In vitro detection of circulating tumor cells compared by the CytoTrack and CellSearch methods

  • Thore Hillig
  • Peer Horn
  • Ann-Britt Nygaard
  • Anastasiya S. Haugaard
  • Sarah Nejlund
  • Ivan Brandslund
  • György Sölétormos
Open Access
Research Article

Abstract

Comparison of two methods to detect circulating tumor cells (CTC) CytoTrack and CellSearch through recovery of MCF-7 breast cancer cells, spiked into blood collected from healthy donors. Spiking of a fixed number of EpCAM and pan-cytokeratin positive MCF-7 cells into 7.5 mL donor blood was performed by FACSAria flow sorting. The samples were shipped to either CytoTrack or CellSearch research facilities within 48 h, where evaluation of MCF-7 recovery was performed. CytoTrack and CellSearch analyses were performed simultaneously. Recoveries of MCF-7 single cells, cells in clusters, and clusters were determined.
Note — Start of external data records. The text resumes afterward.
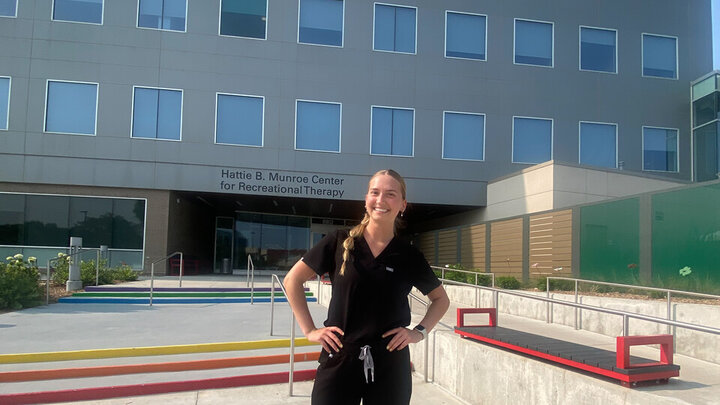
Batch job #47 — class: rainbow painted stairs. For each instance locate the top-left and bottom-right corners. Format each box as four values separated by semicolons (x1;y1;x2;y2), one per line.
58;286;317;304
0;338;320;405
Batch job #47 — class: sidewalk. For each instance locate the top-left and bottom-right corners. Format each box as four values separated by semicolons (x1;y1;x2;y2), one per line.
0;275;464;405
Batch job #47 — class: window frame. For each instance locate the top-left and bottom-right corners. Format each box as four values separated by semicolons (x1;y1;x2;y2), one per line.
578;121;620;170
370;104;416;158
213;91;265;148
443;10;488;62
640;32;680;80
0;0;17;18
218;0;268;41
442;110;487;162
0;76;12;131
50;0;105;25
510;115;555;165
130;84;185;142
578;25;620;75
43;79;100;136
641;125;680;173
372;1;418;55
512;17;555;69
296;0;345;48
293;98;342;154
135;0;188;33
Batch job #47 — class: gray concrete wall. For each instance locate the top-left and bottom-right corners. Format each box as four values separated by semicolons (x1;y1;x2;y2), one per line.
0;0;712;206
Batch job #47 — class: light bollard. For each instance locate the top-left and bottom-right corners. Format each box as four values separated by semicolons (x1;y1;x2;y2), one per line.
65;236;82;291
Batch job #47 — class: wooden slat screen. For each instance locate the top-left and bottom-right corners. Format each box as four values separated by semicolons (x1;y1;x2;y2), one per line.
460;224;485;273
417;232;435;265
529;210;572;278
490;218;523;280
437;229;458;266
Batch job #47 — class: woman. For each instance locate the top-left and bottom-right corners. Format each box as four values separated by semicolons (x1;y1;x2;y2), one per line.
283;170;449;405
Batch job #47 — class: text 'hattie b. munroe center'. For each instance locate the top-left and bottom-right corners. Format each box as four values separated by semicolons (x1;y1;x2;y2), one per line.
0;0;720;274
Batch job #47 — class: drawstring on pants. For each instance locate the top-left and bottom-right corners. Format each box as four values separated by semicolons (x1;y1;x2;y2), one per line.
358;345;375;384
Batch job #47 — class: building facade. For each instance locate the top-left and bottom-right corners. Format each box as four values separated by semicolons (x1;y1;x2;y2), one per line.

The average numbers of MCF-7 cells/cells in clusters/clusters recovered from blood by the CytoTrack and CellSearch methods were 103 ± 5.9/27 ± 7.9/11 ± 3.5 (95 % CI) and 107 ± 4.4/20 ± 7.1/10 ± 3.5, respectively, with no difference between the two methods (p = 0.37/p = 0.23/p = 0.09). Overall, the recovery of CytoTrack and CellSearch was 68.8 ± 3.9 %/71.1 ± 2.9 %, respectively (p = 0.58). In spite of different methodologies, CytoTrack and CellSearch found similar number of CTCs, when spiking was performed with the EpCAM and pan cytokeratin-positive cell line MCF-7. The results suggest that CytoTrack and CellSearch have similar abilities to identify CTC in vitro.

Keywords

CTC Recovery Enumeration CytoTrack CellSearch 

Introduction

Cancer is a disease, which frequently have serious consequences. Cancer dissemination from the primary tumor to lymph nodes, distant organs, or bones leads to a poorer prognosis. Cancer may spread through invasion of the adjacent tissue or the lymphatic system, or through the blood circulation [1]. Subsequently, there can be circulating cancer cells in the blood stream of a cancer patient. These cells are known as circulating tumor cells (CTC), and it is possible to isolate, enumerate, and characterize them based on their molecular and genetic characteristics. Normally, the CTC will not be detected in the peripheral blood of a healthy individual. However, CTC detection may be indicative of cancer dissemination and can consequently be used for cancer prognosis. Therefore, CTC are potential biomarker for the surveillance of cancer progression [2, 3].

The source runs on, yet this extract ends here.